In a sneak attack, Monsatan (er, Monsanto) has slyly convinced farmers, especially the industrial  farms raising single crops, to plant GMO corn, GMO soy, GMO canola (still called rapeseed in Canada), GMO cotton, GMO sugar beets, and GMO alfalfa. In fact, over 90% of these crops that are grown in the US are genetically engineered to be resistant to the chemicals in Roundup and such friends, but to kill everything else – grasses, weeds, dandelions … earthworms? bees? butterflies?

Monsanto and the other Big Biotechs have enlisted the help of rogue wordsmiths to find synonyms for those words of the trade that might turn off fussy consumers. So far as I know, no poets have accepted their employment. Yet, they have come up with: bovine somatotropin (BST) to replace bovine growth hormone, genetic modification (GMO) for genetic engineering, and pure canola for rapeseed oil (packaged in plastic bottles, not glass).

The FDA, the supposed guardian of consumers, doesn’t do its own research on the safety of the products that we eat or use on our bodies. It relies on the research submitted by the companies that apply for FDA approval – studies financed by the chemical giants who have been known to cut the funding of any research, before completion, that looks like it may demonstrate harm from GMO foods. Speak of the fox guarding the chicken coop. 

Independent research, largely done in UK, Germany, Italy, Austria, and Australia, has indeed shown: severe inflammation of the stomach lining, tumor formation of the intestinal wall, interference with reproductive function, and suppression of the immune system — of mammals that are fed GMO food.

When a small experimental plot in California was found to contain GMO wheat, despite Monsanto’s promises to the wheat farmers of the mid-west, their substantial wheat exports to South Korea, Taiwan. and Japan were cancelled by these Asian countries.
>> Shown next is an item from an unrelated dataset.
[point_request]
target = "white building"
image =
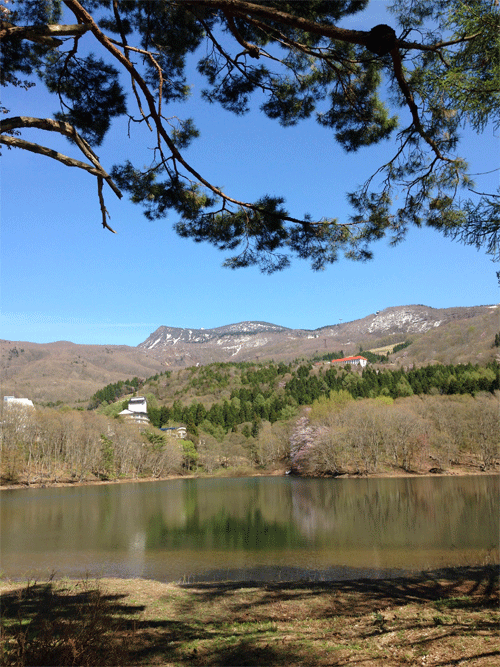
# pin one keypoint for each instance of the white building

The fall-out extended to non-GMO produce. The apple growers of Washington State who use diphenylamine (DPA) to prevent the stored fruit from turning brown, are stuck with 400 million apples because the Europeans want nothing to do with them. DPA has been banned on all fruit treated with that chemical in the 28 EU nations since 2012. To be sure, anything grown in the US is suspect — rightly so, in light of the recent scientific analyses of many common foods for glyphosate (Roundup) residues. Alarmingly high levels of the chemical were found in 29 different foods commonly found on grocery shelves, including: Cheerios, Oreos (ohh!), Doritos, baby foods, even spinach (wait till Popeye hears of this). 

Even before this recent disturbing news came out, a few states had ballot initiatives to require labeling of products with GMO ingredients, and let consumers decide for themselves. The industry poured millions of $$ into the campaign and barely defeated these initiatives in California, Oregon, and Washington. But, if GMOs were so advantageous to society and so harmless to consume, why didn’t industry join the campaign to “Just Label It?”

One of the Gadfly Revelry & Research gang wondered, “Whatever did farmers do before 1950 when there were few if any chemicals to spray on crops?” Another gang member looked at him in a tone of eye that said, “Mr. Pollyanna, they call it organic farming, now.”

Going back to when Monsanto applied for a patent on the warped form of life created by gene insertion, they told the Patent Office that it was unique, never invented, and never found in Nature. After the patent was granted, they told the public skeptics, “Don’t get so excited. It’s nothing more than farmers have done for centuries by breeding plants and animals —simple hybridization.”

Going forward, the next candidates are GMO grasses and GMO salmon. What will the hunters and fishermen say? They may suggest, instead, that Monsanto executives need a few genes inserted for ethics and honesty.